I thought you mean like, a servoed gauntlet, with a weird glove thing.
Ahehe... No.


----------



## Cpt. Loken (Sep 7, 2008)

Thats......AWESOME! HELL YEAH!


----------



## Inquisitor Einar (Mar 6, 2009)

Awesome idea! Good luck, I'd love to see pics of that.
Though I think it might be a better idea to use plasticard over a frame of metal rings and chickenwire to make the gaunlet itself. Inside you can use a regular workman's glove and attach cords to the tips, which when pulled curl the fingers on the gauntlet.
That should work I think.


----------



## Azkaellon (Jun 23, 2009)

This seem's like one of those projects that will end when the police ask why you are running around in a suit carrying a chainsaw.......


----------



## Winterous (Mar 30, 2009)

Witch King of Angmar said:


> This seem's like one of those projects that will end when the police ask why you are running around in a suit carrying a chainsaw.......


SIG'D!
TOTALLY!


----------



## Asmodeun (Apr 26, 2009)

Do they _really_ want to know?


----------



## KarlFranz40k (Jan 30, 2009)

Perchance how tall are you? Simply because if you're 6'3" it would be impressive and if you're 5'6" it would be funny.


----------



## Inquisitor Einar (Mar 6, 2009)

Winterous said:


> SIG'D!
> TOTALLY!


Reminds me of a reenactor friend of mine many years ago.. some annoying teenagers were harassing an old lady across the street, he was just showing off his full plate to us, when we looked out the window and saw it happening.
He ran out and accosted the kids, who were scared shitless of suddenly seeing a guy run up to them in metal full plate carrying a sword and yelling for them to stop what they're doing.
They turned tail and ran for their lives.


----------



## KarlFranz40k (Jan 30, 2009)

Haha, I would have loved to have seen that :laugh:


----------



## General. Gray Wolf (Apr 19, 2009)

Wow that sounds cool!

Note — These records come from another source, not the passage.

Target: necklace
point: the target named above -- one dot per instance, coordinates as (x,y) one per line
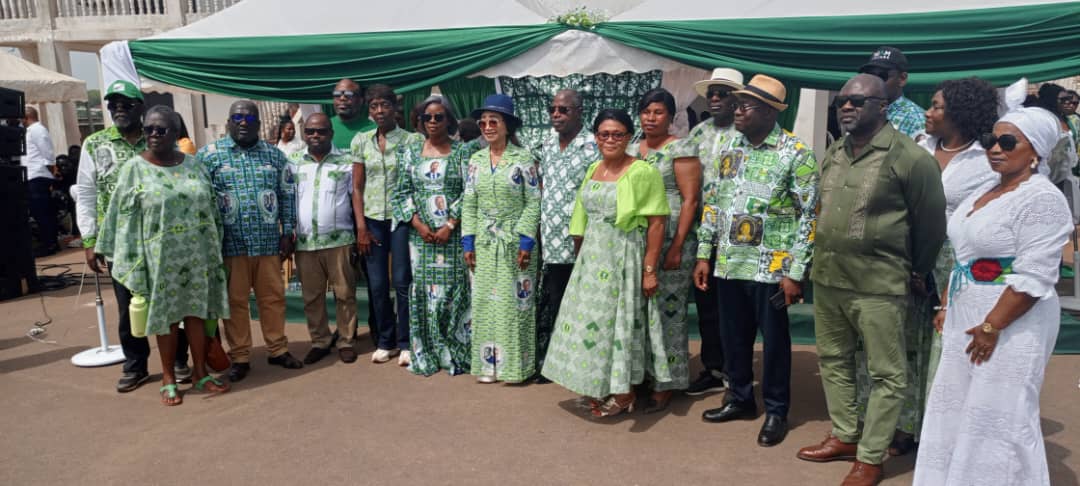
(941,145)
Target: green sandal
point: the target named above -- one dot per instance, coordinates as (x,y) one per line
(210,379)
(169,395)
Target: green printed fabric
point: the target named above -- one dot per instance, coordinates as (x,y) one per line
(440,314)
(163,232)
(606,328)
(534,95)
(502,203)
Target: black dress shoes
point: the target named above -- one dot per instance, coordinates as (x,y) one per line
(730,410)
(773,431)
(239,372)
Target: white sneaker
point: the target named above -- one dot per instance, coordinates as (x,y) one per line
(380,355)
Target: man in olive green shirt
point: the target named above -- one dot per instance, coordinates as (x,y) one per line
(880,226)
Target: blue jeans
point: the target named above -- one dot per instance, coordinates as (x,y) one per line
(392,251)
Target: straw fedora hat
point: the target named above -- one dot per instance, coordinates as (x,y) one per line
(768,90)
(726,77)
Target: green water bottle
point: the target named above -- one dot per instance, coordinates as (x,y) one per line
(138,310)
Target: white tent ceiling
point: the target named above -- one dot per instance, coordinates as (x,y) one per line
(38,83)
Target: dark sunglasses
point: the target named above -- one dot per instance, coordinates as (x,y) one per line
(111,106)
(617,136)
(251,119)
(718,92)
(156,131)
(1008,143)
(855,100)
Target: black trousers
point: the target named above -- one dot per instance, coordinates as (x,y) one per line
(137,350)
(553,281)
(44,214)
(709,323)
(746,309)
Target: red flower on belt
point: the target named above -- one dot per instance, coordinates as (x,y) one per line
(986,269)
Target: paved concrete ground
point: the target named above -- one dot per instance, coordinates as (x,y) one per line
(366,423)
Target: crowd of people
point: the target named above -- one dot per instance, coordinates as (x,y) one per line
(574,261)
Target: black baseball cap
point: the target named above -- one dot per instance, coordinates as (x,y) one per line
(887,57)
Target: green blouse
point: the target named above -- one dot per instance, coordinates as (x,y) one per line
(639,192)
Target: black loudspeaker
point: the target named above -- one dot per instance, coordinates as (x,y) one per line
(17,271)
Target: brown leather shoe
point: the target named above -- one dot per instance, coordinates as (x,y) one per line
(863,474)
(829,449)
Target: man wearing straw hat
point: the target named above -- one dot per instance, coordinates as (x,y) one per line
(759,215)
(705,142)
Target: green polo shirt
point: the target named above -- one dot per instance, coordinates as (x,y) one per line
(881,217)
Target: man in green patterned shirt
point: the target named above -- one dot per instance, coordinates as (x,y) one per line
(103,153)
(324,239)
(564,157)
(759,215)
(378,235)
(706,142)
(890,64)
(881,224)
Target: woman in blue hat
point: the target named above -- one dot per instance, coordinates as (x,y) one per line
(500,216)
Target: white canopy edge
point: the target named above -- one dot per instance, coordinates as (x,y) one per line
(39,84)
(669,10)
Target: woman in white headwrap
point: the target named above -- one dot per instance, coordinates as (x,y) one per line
(1002,316)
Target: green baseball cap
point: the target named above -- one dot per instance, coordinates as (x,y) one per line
(124,89)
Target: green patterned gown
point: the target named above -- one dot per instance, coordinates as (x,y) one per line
(674,293)
(500,205)
(162,231)
(440,320)
(605,324)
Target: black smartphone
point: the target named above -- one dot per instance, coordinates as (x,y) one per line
(779,300)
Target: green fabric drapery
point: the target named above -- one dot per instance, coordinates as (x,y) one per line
(467,94)
(305,68)
(997,44)
(1039,41)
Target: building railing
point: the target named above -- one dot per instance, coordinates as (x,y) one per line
(17,10)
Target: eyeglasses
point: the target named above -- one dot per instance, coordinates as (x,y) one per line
(855,100)
(250,118)
(111,106)
(616,136)
(1008,143)
(156,131)
(717,92)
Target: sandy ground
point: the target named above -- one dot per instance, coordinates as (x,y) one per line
(366,423)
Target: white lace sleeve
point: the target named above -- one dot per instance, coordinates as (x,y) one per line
(1042,225)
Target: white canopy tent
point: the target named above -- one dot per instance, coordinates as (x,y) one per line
(39,84)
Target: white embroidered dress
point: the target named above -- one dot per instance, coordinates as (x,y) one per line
(982,422)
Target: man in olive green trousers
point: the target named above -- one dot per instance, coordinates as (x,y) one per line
(880,226)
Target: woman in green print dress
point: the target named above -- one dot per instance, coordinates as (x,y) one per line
(162,231)
(683,190)
(499,221)
(430,185)
(606,329)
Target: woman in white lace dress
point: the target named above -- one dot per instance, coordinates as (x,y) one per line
(982,421)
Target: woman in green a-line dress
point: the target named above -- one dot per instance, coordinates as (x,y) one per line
(430,186)
(499,221)
(683,189)
(162,231)
(606,329)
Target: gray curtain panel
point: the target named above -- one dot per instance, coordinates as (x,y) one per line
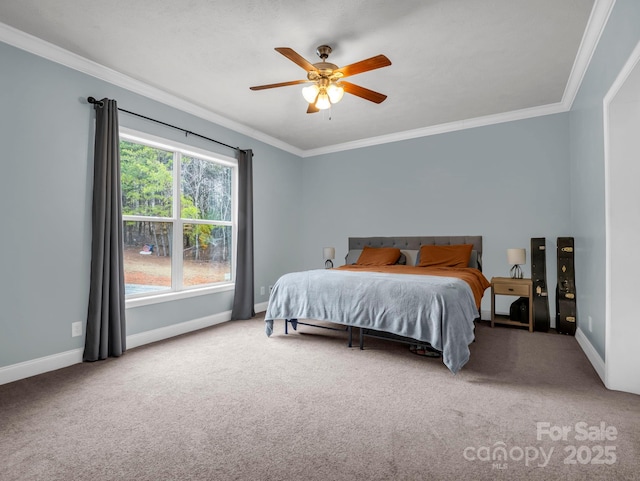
(106,329)
(243,300)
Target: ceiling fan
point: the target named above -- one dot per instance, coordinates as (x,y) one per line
(327,86)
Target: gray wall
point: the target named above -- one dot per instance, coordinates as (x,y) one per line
(507,182)
(45,191)
(587,165)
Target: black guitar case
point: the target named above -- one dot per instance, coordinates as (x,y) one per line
(566,289)
(541,316)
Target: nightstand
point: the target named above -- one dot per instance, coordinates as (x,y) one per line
(507,286)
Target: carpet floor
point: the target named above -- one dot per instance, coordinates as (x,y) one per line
(228,403)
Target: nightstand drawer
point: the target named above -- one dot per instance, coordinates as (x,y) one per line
(511,289)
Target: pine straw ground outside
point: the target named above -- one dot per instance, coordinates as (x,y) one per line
(154,270)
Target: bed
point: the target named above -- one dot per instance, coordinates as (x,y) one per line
(430,305)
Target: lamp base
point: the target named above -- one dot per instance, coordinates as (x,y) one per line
(516,272)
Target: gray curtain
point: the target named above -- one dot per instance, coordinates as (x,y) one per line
(243,300)
(106,330)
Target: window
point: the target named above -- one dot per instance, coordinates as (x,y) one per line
(178,211)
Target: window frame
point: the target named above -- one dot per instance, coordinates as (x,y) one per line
(177,290)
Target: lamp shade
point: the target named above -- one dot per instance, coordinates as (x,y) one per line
(335,93)
(310,93)
(517,256)
(323,102)
(329,253)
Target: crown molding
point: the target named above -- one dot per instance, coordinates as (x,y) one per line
(595,26)
(441,129)
(49,51)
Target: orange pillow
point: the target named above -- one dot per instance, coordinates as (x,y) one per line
(445,256)
(378,256)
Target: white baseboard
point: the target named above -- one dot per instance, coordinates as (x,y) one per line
(594,358)
(33,367)
(25,369)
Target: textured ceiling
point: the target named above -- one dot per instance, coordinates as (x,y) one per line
(452,60)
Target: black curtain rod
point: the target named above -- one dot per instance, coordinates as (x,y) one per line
(92,100)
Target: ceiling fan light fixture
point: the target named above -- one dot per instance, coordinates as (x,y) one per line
(323,102)
(310,93)
(335,92)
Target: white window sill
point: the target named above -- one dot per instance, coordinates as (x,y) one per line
(174,296)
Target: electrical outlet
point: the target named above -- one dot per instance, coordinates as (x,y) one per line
(76,329)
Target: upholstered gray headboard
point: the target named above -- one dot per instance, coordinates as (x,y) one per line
(408,245)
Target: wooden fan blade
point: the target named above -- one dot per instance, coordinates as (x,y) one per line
(362,92)
(281,84)
(296,58)
(372,63)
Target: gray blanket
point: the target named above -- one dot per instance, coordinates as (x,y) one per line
(437,310)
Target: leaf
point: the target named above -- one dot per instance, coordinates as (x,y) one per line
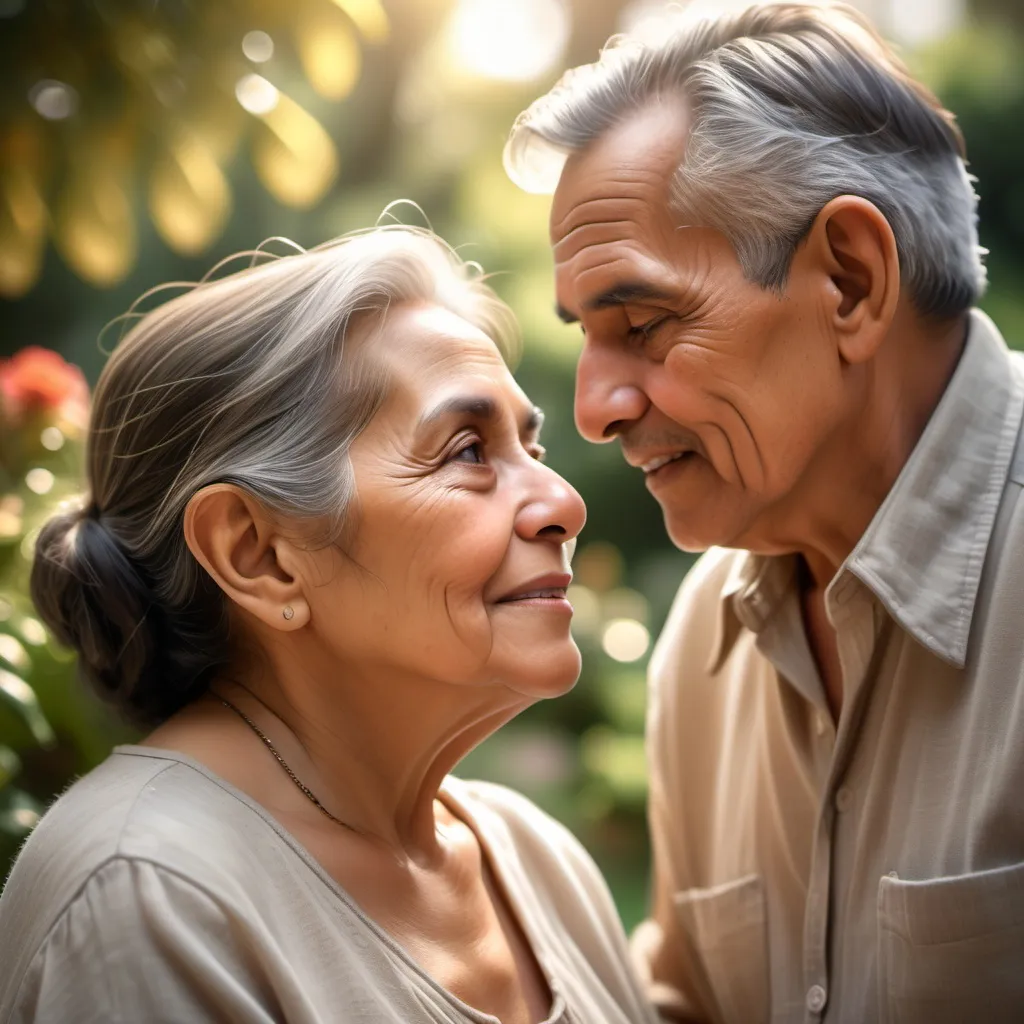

You definatly have to put some pics up. You gotta be carefull or the thing will end up waying a tone! You should wear it to play in that would be really funny.


----------



## Inquisitor Einar (Mar 6, 2009)

Just make sure you have your other hand ready to roll dice and measure.. that powerfist won't work very well to move miniatures or measure distances.


----------



## Azkaellon (Jun 23, 2009)

Winterous said:


> SIG'D!
> TOTALLY!


lol! If you want........i still think Power armor + outside = Cops.


----------



## Khorothis (May 12, 2009)

Awesome by default. Keep us posted. 

You know, reading this thread I realized that although I will probably settle with my Chaos Marines, I can still reach the upper levels of fanatism by making a Cultist cosplay of sorts. Or maybe a Sorcerer, though of course the one in power armour, just a guy dressed in red robes with funny runes all over.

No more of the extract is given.